VLATest: Testing and Evaluating Vision-Language-Action Models for Robotic Manipulation

September 19, 2024 · Declared Dead · 🏛 Proc. ACM Softw. Eng.

"No code URL or promise found in abstract"

Evidence collected by the PWNC Scanner

Authors Zhijie Wang, Zhehua Zhou, Jiayang Song, Yuheng Huang, Zhan Shu, Lei Ma arXiv ID 2409.12894 Category cs.SE: Software Engineering Cross-listed cs.RO Citations 15 Venue Proc. ACM Softw. Eng. Last Checked 4 months ago

Abstract

The rapid advancement of generative AI and multi-modal foundation models has shown significant potential in advancing robotic manipulation. Vision-language-action (VLA) models, in particular, have emerged as a promising approach for visuomotor control by leveraging large-scale vision-language data and robot demonstrations. However, current VLA models are typically evaluated using a limited set of hand-crafted scenes, leaving their general performance and robustness in diverse scenarios largely unexplored.
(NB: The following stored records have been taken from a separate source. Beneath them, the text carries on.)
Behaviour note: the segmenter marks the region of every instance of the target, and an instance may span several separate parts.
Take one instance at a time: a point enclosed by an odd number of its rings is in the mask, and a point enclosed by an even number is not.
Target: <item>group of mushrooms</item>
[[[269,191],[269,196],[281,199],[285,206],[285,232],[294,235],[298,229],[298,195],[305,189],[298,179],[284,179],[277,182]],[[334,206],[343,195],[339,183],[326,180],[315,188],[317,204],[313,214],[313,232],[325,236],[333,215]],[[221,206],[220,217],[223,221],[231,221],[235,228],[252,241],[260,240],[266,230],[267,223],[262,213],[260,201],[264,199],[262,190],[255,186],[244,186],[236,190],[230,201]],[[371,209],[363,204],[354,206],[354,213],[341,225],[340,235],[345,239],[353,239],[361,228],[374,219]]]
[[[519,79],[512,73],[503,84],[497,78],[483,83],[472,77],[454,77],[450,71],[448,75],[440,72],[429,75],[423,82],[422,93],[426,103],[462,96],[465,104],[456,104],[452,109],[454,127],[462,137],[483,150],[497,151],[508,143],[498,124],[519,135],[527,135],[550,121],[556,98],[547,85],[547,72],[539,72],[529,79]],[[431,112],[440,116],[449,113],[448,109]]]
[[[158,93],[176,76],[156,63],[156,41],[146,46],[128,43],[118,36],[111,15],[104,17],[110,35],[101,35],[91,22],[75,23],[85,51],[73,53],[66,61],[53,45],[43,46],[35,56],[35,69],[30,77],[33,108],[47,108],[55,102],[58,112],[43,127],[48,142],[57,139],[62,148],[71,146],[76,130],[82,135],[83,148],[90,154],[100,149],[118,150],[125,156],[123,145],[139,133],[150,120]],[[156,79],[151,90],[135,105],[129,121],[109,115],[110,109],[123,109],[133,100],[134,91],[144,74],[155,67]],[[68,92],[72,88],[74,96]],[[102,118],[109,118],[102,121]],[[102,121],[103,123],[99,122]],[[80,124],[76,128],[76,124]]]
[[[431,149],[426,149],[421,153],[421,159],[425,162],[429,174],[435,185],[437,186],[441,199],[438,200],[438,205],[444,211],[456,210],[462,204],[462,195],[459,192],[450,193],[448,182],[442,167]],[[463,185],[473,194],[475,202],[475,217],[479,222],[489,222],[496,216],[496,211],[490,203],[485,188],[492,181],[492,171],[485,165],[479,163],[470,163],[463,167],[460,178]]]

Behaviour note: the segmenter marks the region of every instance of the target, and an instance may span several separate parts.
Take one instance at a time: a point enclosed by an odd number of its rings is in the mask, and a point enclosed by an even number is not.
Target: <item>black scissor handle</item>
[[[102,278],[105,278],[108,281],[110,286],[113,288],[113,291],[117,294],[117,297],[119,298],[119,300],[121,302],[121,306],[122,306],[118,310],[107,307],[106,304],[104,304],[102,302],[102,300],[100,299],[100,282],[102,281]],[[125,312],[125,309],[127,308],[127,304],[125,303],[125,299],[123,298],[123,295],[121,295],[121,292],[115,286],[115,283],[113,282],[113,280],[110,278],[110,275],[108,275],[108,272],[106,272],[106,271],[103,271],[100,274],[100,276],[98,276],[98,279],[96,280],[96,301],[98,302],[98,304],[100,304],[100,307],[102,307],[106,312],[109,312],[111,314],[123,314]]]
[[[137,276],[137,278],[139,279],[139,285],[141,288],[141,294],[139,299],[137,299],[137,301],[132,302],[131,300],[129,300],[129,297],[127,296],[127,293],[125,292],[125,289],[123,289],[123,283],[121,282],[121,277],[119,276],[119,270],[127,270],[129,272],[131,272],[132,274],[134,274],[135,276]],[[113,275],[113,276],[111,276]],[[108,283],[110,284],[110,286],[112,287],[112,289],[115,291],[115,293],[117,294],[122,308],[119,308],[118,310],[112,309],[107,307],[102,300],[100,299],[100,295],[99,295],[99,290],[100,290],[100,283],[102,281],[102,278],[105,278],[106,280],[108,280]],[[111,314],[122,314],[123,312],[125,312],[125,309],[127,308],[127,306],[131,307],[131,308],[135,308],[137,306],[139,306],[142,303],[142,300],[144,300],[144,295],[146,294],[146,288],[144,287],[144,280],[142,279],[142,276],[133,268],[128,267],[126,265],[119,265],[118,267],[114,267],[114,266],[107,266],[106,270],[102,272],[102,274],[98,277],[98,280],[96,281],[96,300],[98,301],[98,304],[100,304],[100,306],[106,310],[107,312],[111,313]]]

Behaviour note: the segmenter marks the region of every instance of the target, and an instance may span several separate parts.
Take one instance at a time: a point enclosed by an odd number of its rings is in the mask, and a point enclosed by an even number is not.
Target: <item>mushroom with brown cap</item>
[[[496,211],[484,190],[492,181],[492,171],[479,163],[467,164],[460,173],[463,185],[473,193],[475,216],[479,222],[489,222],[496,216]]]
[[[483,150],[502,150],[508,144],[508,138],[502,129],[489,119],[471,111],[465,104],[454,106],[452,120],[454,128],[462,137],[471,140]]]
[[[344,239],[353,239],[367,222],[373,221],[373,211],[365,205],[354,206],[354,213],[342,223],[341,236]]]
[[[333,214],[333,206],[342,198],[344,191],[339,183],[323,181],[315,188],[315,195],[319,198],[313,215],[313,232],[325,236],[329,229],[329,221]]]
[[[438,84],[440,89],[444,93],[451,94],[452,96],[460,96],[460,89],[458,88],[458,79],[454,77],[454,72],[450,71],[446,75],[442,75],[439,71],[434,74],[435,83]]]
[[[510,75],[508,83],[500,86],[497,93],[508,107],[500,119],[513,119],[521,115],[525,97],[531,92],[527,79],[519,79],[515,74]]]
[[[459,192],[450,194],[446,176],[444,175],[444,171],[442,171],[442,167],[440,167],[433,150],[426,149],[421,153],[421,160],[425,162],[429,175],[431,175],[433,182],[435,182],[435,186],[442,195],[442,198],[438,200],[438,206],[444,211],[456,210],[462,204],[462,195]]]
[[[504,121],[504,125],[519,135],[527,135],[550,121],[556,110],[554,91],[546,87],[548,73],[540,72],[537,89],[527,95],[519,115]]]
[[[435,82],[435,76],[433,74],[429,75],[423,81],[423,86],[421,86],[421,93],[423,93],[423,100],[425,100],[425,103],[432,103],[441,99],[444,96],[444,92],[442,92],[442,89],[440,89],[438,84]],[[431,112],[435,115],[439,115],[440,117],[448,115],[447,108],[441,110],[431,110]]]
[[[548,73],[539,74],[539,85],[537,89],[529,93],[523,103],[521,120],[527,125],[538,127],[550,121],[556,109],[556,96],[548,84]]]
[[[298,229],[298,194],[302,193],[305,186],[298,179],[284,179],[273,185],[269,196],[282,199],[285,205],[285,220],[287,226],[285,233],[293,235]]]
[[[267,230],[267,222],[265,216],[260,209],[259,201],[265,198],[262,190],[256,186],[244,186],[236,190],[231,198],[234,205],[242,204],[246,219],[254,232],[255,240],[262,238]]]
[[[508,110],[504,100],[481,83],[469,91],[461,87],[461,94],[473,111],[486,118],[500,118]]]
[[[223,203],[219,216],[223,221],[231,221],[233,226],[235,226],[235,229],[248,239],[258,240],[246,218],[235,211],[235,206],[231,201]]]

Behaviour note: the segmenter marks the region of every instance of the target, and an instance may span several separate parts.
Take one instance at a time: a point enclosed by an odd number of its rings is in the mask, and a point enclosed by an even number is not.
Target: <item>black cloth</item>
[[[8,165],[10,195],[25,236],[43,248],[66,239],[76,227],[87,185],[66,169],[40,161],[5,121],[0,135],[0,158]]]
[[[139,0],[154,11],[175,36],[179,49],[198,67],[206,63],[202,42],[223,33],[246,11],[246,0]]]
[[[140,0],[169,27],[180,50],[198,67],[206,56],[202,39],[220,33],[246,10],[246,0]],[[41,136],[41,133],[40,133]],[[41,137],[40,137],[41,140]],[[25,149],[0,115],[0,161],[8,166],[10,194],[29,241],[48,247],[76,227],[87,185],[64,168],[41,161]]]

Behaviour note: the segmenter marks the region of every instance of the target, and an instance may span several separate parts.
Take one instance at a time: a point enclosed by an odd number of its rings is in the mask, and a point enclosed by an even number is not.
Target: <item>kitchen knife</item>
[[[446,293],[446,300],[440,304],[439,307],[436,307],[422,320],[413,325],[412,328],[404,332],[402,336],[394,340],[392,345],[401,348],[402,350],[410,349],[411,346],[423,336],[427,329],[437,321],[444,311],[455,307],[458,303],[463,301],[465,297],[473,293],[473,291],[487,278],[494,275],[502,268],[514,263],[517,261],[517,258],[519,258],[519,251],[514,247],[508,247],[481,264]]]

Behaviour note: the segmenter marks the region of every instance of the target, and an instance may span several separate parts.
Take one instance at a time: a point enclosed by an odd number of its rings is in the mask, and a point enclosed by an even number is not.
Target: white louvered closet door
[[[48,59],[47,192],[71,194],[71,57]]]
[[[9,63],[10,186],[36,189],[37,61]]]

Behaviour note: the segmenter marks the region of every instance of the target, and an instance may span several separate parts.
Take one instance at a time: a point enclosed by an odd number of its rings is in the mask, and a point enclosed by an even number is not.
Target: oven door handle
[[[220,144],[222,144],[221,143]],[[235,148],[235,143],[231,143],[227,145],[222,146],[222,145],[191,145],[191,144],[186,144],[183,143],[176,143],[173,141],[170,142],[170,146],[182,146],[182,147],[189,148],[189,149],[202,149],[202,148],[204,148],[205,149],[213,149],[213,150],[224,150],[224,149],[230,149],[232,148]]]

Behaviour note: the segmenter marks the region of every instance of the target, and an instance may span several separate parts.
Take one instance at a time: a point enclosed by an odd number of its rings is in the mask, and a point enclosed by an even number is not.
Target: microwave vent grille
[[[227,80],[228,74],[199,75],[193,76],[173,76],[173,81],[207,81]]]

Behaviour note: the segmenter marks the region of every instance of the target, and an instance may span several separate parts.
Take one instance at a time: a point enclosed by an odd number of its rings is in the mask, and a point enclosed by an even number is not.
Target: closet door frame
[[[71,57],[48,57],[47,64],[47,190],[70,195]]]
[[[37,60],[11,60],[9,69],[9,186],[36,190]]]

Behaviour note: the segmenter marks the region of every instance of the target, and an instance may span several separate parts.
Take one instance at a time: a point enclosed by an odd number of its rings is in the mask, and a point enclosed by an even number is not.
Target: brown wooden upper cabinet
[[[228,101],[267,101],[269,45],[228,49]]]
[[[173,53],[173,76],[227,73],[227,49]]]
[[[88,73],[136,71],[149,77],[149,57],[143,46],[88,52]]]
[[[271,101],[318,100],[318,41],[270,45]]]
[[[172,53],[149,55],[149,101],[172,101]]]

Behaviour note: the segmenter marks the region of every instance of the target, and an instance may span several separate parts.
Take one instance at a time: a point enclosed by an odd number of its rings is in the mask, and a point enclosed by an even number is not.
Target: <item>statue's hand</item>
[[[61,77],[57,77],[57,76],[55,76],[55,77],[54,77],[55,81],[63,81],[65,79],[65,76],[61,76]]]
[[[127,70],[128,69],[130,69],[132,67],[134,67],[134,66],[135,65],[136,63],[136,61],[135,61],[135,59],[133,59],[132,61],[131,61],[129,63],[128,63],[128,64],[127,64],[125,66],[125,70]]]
To address this gap, we present VLATest, a fuzzing framework designed to generate robotic manipulation scenes for testing VLA models. Based on VLATest, we conducted an empirical study to assess the performance of seven representative VLA models. Our study results revealed that current VLA models lack the robustness necessary for practical deployment. Additionally, we investigated the impact of various factors, including the number of confounding objects, lighting conditions, camera poses, unseen objects, and task instruction mutations, on the VLA model's performance. Our findings highlight the limitations of existing VLA models, emphasizing the need for further research to develop reliable and trustworthy VLA applications.